Jon Jones sat in a ballroom of a chain hotel in Anaheim, Calif. Seven months earlier, he was beating Daniel Cormier to win back the UFC light heavyweight title and cementing his legacy as the best MMA fighter of all time just a few miles away at Honda Center.
Now? He was wearing a white dress shirt and slacks, squirming in his seat as he was asked questions by members of the California State Athletic Commission (CSAC). Jones is comfortable inside the Octagon, sometimes effortless in his execution. He’s not that in this setting, putting his foot in his mouth on more than one occasion.
None of that really mattered anyway. Jones was going to get a sanction, even if he stayed silent. The CSAC decided to revoke Jones’ MMA license and fine him $205,000 as a result of a failed drug test for a banned steroid metabolite in relation to UFC 214 in July 2017. Months before, when news of the positive drug test surfaced, CSAC had overturned his victory over Cormier to a no contest and the UFC stripped him of the light heavyweight belt.
Despite the formalities of the hearing, Jones, his team and fans were still left wondering and waiting. CSAC revoking his license and not setting a suspension length essentially punted that decision to USADA, the UFC’s anti-doping partner. Everyone knew Jones was going to be on ice for awhile, but no one knew how long.
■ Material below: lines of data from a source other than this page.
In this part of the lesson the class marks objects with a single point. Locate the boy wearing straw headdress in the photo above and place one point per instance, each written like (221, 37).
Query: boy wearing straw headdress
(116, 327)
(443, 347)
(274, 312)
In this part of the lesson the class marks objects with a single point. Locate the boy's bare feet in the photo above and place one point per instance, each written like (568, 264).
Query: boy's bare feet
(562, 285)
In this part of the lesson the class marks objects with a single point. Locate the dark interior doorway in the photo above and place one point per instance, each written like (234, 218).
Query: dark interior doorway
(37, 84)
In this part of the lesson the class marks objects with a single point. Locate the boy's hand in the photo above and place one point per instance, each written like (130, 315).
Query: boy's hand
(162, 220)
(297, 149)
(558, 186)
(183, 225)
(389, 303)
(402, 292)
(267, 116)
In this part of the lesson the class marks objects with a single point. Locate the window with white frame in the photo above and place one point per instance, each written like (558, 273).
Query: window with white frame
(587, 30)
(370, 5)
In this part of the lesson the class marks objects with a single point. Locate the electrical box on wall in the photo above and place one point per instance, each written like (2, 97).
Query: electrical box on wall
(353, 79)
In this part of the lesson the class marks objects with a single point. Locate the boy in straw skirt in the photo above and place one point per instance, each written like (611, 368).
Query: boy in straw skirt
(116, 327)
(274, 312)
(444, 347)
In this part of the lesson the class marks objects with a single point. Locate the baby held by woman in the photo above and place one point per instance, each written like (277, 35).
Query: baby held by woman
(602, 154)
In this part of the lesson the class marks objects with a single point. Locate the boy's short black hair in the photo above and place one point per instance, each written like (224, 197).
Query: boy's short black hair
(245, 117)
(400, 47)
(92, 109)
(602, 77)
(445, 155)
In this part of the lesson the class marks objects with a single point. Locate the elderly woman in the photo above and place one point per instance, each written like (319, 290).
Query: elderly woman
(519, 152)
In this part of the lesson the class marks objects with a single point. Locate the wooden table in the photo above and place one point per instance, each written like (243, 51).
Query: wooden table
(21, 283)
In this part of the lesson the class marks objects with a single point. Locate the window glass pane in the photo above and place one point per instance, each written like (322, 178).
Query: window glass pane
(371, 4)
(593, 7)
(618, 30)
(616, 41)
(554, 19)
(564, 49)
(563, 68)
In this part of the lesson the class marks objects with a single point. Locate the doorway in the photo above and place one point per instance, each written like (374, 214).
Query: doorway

It wasn’t until September — seven months after the CSAC hearing and 14 months after the dirty sample was collected — that Jones found out his fate. After arbitration, Jones was suspended 15 months, retroactive to July 2017. He was eligible to fight Oct. 28, 2018.
USADA stated that it had reduced what could have been a four-year suspension — the maximum for a repeat offender like Jones — to 18 months after Jones provided “substantial assistance,” a provision in the UFC’s anti-doping policy that allows fighters who test positive to get shortened sentences if they provide information on other cases, whether they be doping or criminal.
The 18 months was reduced to 15 months in arbitration, when arbitrator Richard McLaren ruled that he did not believe Jones was intentionally doping, given the amount of the substance found in his system and the timing. Jones passed multiple out-of-competition tests prior to UFC 214 and failed the in-competition test — the one everyone knows is coming. The scenario promoted CSAC executive officer Andy Foster to quip that if Jones was truly drying to dope, he’d be the worst doper in combat sports history.
For many fans, this was the same old story for Jones. As excellent as he was in the Octagon — he’s never been truly beaten — Jones can’t seem to get out of his own way outside of it. There were the DUIs, the hit-and-run charge that caused him to be stripped of the belt the first time and the first PED suspension, which cost him millions as the scheduled main event of UFC 200 against Cormier in 2016.
Jones reigned over the UFC’s vaunted 205-pound division from 2011 to 2015 before most of those issues cropped up. At age 31, “Bones” will be making his third major comeback at UFC 232 on Dec. 29 in Las Vegas. His opponent will be Alexander Gustafsson, who provided Jones’ toughest test in 2013, and the UFC light heavyweight title will be on the line, with Cormier holding the heavyweight belt and making plans in that division.
The final hurdle for this return shot came Dec. 10 in Sacramento when Jones went before the CSAC again. Foster recommended Jones be granted his license back, but not before telling USADA in no uncertain words that he doesn’t want the agency meddling in California’s business anymore. At the same hearing, California commissioner asked Jones to enroll in another anti-doping program, the Voluntary Anti-Doping Agency, which has no financial ties to the UFC.
As always, Jones controls his own fate. After nine months of uncertainty this year, the absurdly talented New York native can end 2018 with a bang and ride into 2019 as one of the UFC’s biggest stars once again.
The opportunity remains for him to be seen as the greatest of all time, even after all of the missteps. As long as he can stay inside the Octagon and not veer off into a world filled with commission hearings and court dates.